The system benefits the Chicago region, including conveying treated wastewater, supporting commercial shipping, managing flood water, and moving recreational and tour boats, according to an executive summary by the GLC.
The project's researchers have come up with three viable options to restore the divide. The least expensive option, which would build four barriers on CAWS branches between Lockport and Lake Michigan, would cost households in the Great Lakes region about $1 a month through 2059.
The group estimates between $1.4 billion to $9.5 billion would be garnered in long-term savings from evading aquatic invasive species control costs and damages alone. Benefits for the Chicago region and the Great Lakes and Mississippi River basins as a whole would also include improved water quality, strengthened flood protection, and modernized shipping facilities, according to the executive summary.
"Quite frankly, we're all in this together," said Terry Quinney, provincial manager of fish and wildlife services for Ontario Federation of Anglers and Hunters (OFAH). "Canadians, Americans, our joint societies, our joint economies - we all need to work together to ensure a healthy environment to continue to supply healthy economic opportunities."
Between 2009 and 2011, a group of scientists from the University of Notre Dame, the Nature Conservancy and Central Michigan University, collected more than 28,000 water samples from parts of the Great Lakes and tributaries, according to an Associated Press report published in April this year.
The report said laboratory analysis uncovered 58 positive DNA results for bighead or silver carp in the Chicago Area Waterway System (CAWS) - a network of rivers and canals linked directly to Lake Michigan - and six in western Lake Erie.
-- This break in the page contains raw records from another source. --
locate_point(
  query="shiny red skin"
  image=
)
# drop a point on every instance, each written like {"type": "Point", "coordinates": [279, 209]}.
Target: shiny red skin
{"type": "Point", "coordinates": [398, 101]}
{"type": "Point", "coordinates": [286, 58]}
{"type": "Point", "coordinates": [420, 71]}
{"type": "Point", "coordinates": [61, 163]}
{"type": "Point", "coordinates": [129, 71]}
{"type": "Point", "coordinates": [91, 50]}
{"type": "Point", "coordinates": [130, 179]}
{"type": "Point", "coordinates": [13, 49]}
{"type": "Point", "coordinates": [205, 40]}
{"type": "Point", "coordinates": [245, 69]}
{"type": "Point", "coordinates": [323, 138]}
Sampling by the US Army Corps of Engineers and other federal agencies have also yielded positive results in Chicago waterways, but the question is the source of this DNA, according to the report.
Federal agencies said bird feces, fish sampling gear, barges and storm sewers could have transported the DNA. The opposing group of scientists argues that there are actually live Asian carp in these waters.
In Lake Erie, DNA was discovered 100 miles from waterways infested with Asian carp, the AP story reported. Therefore, the research group said if birds were the source, it would mean birds feasted on carp, flew 100 miles and excreted feces within a few hours of when the researchers collected water samples. Although possible, the researchers said they find it highly unlikely.
"Scientists are still finding DNA on this side of the border in the Great Lakes, and that's concerning," Nancy Goucher, water programs manager at the Toronto-based Environmental Defence, told China Daily. "We're not sure what the source of that DNA is, but what it means to me is we need to be looking at all the potential pathways of introduction."
In May, the Illinois state government launched a campaign called "Be a Hero - Transport Zero," to raise awareness about how the public can help prevent the spread of invasive species in waterways.
"Asian carp has kind of been the poster child for raising public awareness about invasive species," Irons said. "We really need people to think about these things."
In Ontario, the provincial government has teamed up with OFAH to build more public awareness.